Perché la Mille Miglia non è più una gara di velocità
La Mille Miglia, uno dei più grandi eventi sportivi del secolo scorso, fu una corsa pericolosa. Cosa inevitabile, se si pensa alle migliaia di macchine lanciate a gran velocità sulle strade italiane. Le vittime - concorrenti, spettatori, o semplicemente persone che si trovavano nel posto sbagliato al momento sbagliato - formano un piccolo cimitero. La lista ha inizio nel 1928. Nella Om di Fedeli, uscita di strada e finita contro un albero, morì il secondo pilota Ugolini.
L’anno seguente un’altra vittima: una ragazza uccisa da un’Alfa Romeo alla fermata del tram. Nella Mille Miglia del 1930 morirono il pilota Benini e un bambino. Così via, fino al grave incidente accaduto nel 1938 a Bologna, quando la Lancia Aurelia di Mignanego-Bruzzo, investì gli spettatori assiepati sul marciapiede, provocando una strage: dieci morti, tra i quali sette bambini, e decine di feriti.

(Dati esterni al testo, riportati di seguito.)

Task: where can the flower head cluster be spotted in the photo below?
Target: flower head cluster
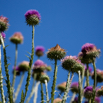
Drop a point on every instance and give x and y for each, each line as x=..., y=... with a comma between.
x=88, y=92
x=72, y=63
x=88, y=53
x=74, y=87
x=99, y=75
x=39, y=66
x=23, y=66
x=90, y=70
x=75, y=100
x=56, y=53
x=16, y=38
x=32, y=17
x=57, y=100
x=100, y=91
x=62, y=86
x=3, y=23
x=3, y=35
x=39, y=51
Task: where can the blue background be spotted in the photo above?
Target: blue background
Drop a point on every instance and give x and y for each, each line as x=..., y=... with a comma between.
x=69, y=23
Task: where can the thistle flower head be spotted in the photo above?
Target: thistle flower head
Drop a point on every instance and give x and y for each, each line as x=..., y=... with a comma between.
x=39, y=66
x=43, y=78
x=16, y=38
x=57, y=100
x=32, y=17
x=62, y=86
x=23, y=66
x=88, y=92
x=72, y=63
x=88, y=53
x=56, y=53
x=99, y=75
x=3, y=23
x=74, y=87
x=39, y=51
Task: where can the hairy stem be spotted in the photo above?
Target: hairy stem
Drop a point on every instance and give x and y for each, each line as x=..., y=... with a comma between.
x=54, y=82
x=67, y=87
x=1, y=81
x=19, y=86
x=7, y=72
x=30, y=64
x=47, y=96
x=95, y=78
x=14, y=75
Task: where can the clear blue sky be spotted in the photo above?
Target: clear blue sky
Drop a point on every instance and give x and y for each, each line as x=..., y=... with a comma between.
x=69, y=23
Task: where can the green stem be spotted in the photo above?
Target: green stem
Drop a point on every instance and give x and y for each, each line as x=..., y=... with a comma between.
x=80, y=95
x=32, y=91
x=73, y=96
x=42, y=93
x=36, y=91
x=30, y=64
x=14, y=75
x=87, y=76
x=95, y=78
x=67, y=87
x=19, y=86
x=47, y=96
x=54, y=82
x=7, y=72
x=1, y=81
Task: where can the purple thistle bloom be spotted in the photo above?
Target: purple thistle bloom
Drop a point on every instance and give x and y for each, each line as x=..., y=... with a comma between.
x=32, y=12
x=87, y=47
x=90, y=69
x=40, y=48
x=39, y=64
x=3, y=35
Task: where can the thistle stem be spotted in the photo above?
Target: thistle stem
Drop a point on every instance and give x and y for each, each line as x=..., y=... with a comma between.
x=87, y=76
x=73, y=96
x=67, y=87
x=54, y=82
x=36, y=91
x=6, y=70
x=47, y=96
x=80, y=95
x=14, y=75
x=30, y=64
x=42, y=93
x=1, y=81
x=95, y=78
x=32, y=91
x=19, y=86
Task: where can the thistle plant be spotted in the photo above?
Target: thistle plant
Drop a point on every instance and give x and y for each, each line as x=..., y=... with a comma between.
x=55, y=53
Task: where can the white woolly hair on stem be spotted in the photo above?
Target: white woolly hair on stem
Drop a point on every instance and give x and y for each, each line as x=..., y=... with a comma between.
x=19, y=86
x=1, y=81
x=36, y=91
x=47, y=96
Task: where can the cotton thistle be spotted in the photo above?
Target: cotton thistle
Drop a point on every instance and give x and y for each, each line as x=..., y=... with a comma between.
x=3, y=23
x=55, y=53
x=39, y=51
x=57, y=100
x=16, y=38
x=88, y=55
x=32, y=17
x=99, y=75
x=23, y=66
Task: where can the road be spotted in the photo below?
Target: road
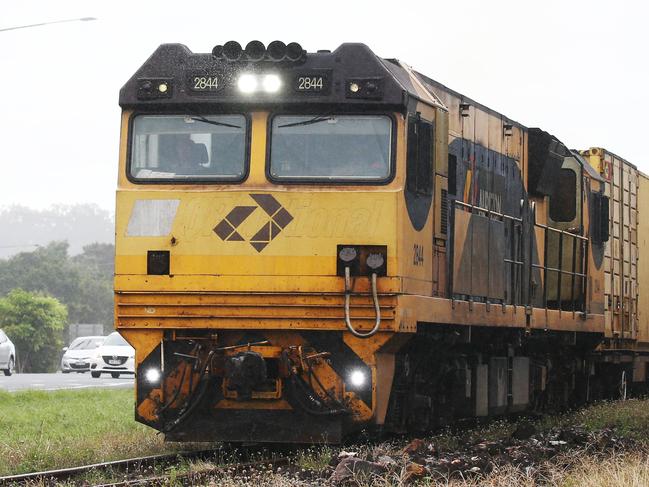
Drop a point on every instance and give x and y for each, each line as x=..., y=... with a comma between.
x=54, y=382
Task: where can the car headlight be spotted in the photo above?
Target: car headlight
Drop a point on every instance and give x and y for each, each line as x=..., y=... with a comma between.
x=357, y=378
x=152, y=375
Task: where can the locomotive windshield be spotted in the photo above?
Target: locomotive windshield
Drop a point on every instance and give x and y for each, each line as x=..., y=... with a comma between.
x=188, y=147
x=330, y=147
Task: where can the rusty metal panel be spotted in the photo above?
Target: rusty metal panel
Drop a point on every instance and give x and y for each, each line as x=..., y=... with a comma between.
x=479, y=259
x=495, y=133
x=496, y=259
x=481, y=128
x=462, y=252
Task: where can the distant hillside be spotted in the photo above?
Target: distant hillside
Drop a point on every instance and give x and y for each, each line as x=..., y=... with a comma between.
x=24, y=229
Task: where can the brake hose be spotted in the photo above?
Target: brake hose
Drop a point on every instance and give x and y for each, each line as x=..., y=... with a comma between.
x=377, y=309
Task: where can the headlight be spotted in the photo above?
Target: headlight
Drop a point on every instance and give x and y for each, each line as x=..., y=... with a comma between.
x=271, y=83
x=247, y=83
x=357, y=378
x=152, y=375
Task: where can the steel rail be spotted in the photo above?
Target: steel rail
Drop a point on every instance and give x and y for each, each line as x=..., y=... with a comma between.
x=127, y=464
x=191, y=478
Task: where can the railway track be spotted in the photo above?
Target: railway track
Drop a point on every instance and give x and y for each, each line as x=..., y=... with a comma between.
x=141, y=470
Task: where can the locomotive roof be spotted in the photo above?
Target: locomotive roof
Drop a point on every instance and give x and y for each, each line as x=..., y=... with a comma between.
x=393, y=84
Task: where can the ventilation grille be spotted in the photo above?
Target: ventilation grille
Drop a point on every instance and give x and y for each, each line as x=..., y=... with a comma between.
x=444, y=212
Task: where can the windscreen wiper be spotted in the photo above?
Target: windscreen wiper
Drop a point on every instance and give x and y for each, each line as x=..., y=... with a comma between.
x=313, y=120
x=200, y=118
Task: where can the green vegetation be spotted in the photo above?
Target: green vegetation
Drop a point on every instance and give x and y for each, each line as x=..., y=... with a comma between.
x=629, y=419
x=83, y=284
x=47, y=430
x=35, y=324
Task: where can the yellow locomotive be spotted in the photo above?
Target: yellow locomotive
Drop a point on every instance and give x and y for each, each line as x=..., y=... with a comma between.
x=308, y=244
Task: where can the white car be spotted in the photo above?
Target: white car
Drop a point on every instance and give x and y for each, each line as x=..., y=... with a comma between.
x=7, y=354
x=79, y=354
x=114, y=357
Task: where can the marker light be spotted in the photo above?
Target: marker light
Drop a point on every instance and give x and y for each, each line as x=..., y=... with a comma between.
x=152, y=376
x=374, y=261
x=357, y=378
x=271, y=83
x=247, y=83
x=347, y=254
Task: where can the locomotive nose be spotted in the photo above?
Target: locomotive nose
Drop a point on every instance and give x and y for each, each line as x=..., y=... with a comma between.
x=245, y=372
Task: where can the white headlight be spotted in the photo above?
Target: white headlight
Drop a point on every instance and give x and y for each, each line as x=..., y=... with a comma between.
x=271, y=83
x=247, y=83
x=357, y=378
x=152, y=376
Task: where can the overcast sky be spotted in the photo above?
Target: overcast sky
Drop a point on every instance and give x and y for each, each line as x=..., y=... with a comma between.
x=578, y=69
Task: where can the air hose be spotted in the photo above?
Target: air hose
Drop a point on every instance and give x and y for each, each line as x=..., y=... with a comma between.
x=375, y=299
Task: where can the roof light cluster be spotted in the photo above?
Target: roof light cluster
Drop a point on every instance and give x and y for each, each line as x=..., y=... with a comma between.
x=255, y=51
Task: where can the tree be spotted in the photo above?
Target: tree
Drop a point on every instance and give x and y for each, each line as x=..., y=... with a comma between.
x=84, y=282
x=35, y=324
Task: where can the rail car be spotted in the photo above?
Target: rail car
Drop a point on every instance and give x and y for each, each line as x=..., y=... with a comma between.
x=310, y=244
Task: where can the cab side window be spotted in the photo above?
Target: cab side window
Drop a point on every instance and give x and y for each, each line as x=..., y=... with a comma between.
x=563, y=202
x=419, y=159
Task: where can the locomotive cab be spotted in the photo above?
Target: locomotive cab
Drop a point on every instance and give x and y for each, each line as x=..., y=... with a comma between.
x=308, y=244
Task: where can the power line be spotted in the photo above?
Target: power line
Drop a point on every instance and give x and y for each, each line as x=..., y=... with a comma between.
x=82, y=19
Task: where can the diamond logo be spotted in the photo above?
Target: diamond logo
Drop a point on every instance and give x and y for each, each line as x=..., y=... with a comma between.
x=278, y=219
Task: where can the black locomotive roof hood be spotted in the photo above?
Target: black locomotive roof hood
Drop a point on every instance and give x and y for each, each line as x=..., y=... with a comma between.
x=343, y=74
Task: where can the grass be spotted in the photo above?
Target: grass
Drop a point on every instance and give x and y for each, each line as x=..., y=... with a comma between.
x=48, y=430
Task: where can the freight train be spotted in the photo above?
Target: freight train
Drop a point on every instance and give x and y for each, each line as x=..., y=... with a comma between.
x=312, y=244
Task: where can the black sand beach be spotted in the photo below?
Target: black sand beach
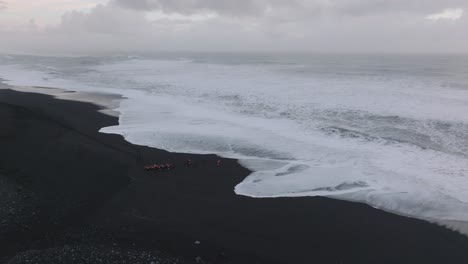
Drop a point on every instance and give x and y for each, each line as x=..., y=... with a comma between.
x=69, y=194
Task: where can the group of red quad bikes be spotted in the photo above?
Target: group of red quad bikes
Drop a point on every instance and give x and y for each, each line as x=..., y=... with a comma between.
x=168, y=167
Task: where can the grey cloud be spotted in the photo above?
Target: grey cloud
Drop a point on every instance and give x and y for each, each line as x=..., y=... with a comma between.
x=262, y=25
x=363, y=7
x=259, y=7
x=229, y=7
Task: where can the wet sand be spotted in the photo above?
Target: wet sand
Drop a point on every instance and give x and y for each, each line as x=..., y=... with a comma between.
x=73, y=195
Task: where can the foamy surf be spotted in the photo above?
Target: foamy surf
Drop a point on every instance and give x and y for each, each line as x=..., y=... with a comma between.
x=397, y=142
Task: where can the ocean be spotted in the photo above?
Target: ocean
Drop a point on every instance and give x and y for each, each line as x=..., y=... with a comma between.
x=387, y=130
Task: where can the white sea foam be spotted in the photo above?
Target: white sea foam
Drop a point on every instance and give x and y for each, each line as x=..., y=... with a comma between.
x=397, y=142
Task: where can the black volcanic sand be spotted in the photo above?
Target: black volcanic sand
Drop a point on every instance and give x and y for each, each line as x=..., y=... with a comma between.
x=69, y=194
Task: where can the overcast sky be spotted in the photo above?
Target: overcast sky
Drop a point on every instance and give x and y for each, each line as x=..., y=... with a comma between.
x=94, y=26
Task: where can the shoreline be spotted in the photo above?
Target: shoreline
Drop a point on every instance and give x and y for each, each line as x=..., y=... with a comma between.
x=111, y=198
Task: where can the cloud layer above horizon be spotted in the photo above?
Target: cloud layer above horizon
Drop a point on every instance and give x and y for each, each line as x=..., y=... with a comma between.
x=233, y=25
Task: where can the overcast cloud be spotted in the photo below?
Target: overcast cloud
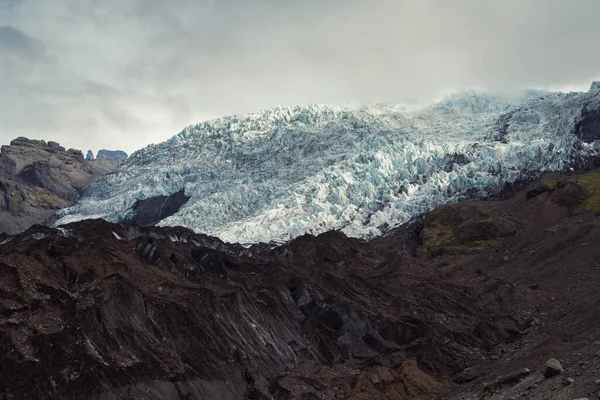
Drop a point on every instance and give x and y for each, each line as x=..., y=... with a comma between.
x=126, y=73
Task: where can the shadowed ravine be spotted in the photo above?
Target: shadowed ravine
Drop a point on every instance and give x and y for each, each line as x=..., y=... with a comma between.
x=456, y=303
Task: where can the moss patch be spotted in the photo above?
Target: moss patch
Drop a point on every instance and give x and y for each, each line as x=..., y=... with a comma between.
x=464, y=228
x=591, y=183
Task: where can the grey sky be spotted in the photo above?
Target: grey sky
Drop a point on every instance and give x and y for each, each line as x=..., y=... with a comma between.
x=126, y=73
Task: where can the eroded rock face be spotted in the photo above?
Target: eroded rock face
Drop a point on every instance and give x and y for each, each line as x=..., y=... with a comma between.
x=112, y=155
x=38, y=178
x=95, y=310
x=155, y=209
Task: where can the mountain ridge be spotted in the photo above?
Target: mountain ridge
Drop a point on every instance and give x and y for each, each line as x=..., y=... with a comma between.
x=277, y=174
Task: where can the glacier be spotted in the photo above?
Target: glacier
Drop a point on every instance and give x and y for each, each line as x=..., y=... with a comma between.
x=273, y=175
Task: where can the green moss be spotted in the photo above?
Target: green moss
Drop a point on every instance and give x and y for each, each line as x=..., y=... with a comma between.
x=591, y=183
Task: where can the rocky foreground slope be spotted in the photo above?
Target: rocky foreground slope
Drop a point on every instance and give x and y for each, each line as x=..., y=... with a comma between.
x=468, y=302
x=39, y=178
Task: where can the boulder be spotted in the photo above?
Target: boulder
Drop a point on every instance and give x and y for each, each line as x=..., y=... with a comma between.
x=552, y=368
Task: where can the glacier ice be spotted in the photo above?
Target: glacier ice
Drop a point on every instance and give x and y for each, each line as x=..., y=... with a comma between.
x=277, y=174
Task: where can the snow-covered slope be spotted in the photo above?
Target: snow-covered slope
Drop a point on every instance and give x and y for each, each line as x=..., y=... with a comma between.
x=277, y=174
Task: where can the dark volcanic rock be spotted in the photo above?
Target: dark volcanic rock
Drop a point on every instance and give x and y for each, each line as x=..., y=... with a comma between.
x=38, y=178
x=117, y=311
x=552, y=368
x=153, y=210
x=112, y=154
x=588, y=126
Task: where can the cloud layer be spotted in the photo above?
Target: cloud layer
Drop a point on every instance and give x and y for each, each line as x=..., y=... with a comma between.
x=125, y=73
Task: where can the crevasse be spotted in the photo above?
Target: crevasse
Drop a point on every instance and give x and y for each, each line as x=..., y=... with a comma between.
x=277, y=174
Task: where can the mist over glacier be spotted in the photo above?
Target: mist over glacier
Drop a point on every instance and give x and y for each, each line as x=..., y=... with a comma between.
x=277, y=174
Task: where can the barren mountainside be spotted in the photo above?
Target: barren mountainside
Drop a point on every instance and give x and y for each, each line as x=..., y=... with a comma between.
x=39, y=178
x=468, y=301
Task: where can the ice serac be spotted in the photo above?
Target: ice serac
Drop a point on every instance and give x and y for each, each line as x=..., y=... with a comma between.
x=112, y=154
x=277, y=174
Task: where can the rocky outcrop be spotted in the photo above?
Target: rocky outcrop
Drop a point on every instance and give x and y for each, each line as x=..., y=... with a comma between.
x=37, y=178
x=153, y=210
x=112, y=155
x=95, y=310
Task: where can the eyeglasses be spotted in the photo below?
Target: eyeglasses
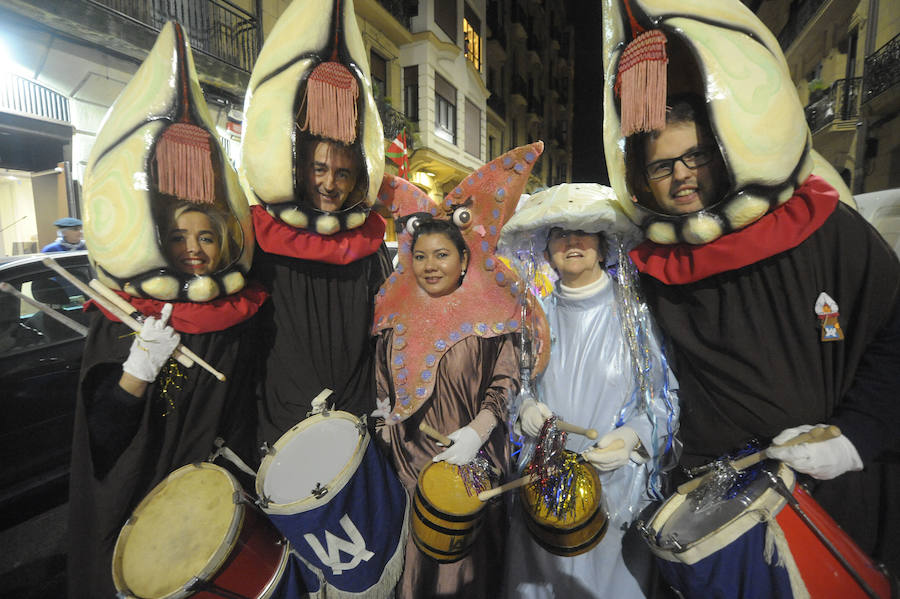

Il Governo decise la soppressione della corsa che, dopo l’edizione in circuito stradale chiuso nel 1940, riprese nel ’47 sul tradizionale percorso Brescia-Roma e ritorno. Nel Dopoguerra la Mille Miglia provocò ancor più vittime. Nel 1949 morì il primo pilota straniero: l’inglese Hignett al volante di una Healey.Poi altre vittime fino al noto incidente nell’edizione del 1957. Allora a Guidizzolo, a poche decine di chilometri dall’arrivo, la Ferrari di De Portago-Nelson, lanciata su un rettilineo a quasi 300 all’ora, uscì di strada. Bilancio: morti i due e nove spettatori tra i quali cinque bambini. La Radio Vaticana si espresse così: «La Mille Miglia ha ucciso tredici persone. Di chi la colpa? Una sola risposta: la natura stessa della competizione...». Fu la fine della Mille Miglia, soppressa definitivamente dal Governo.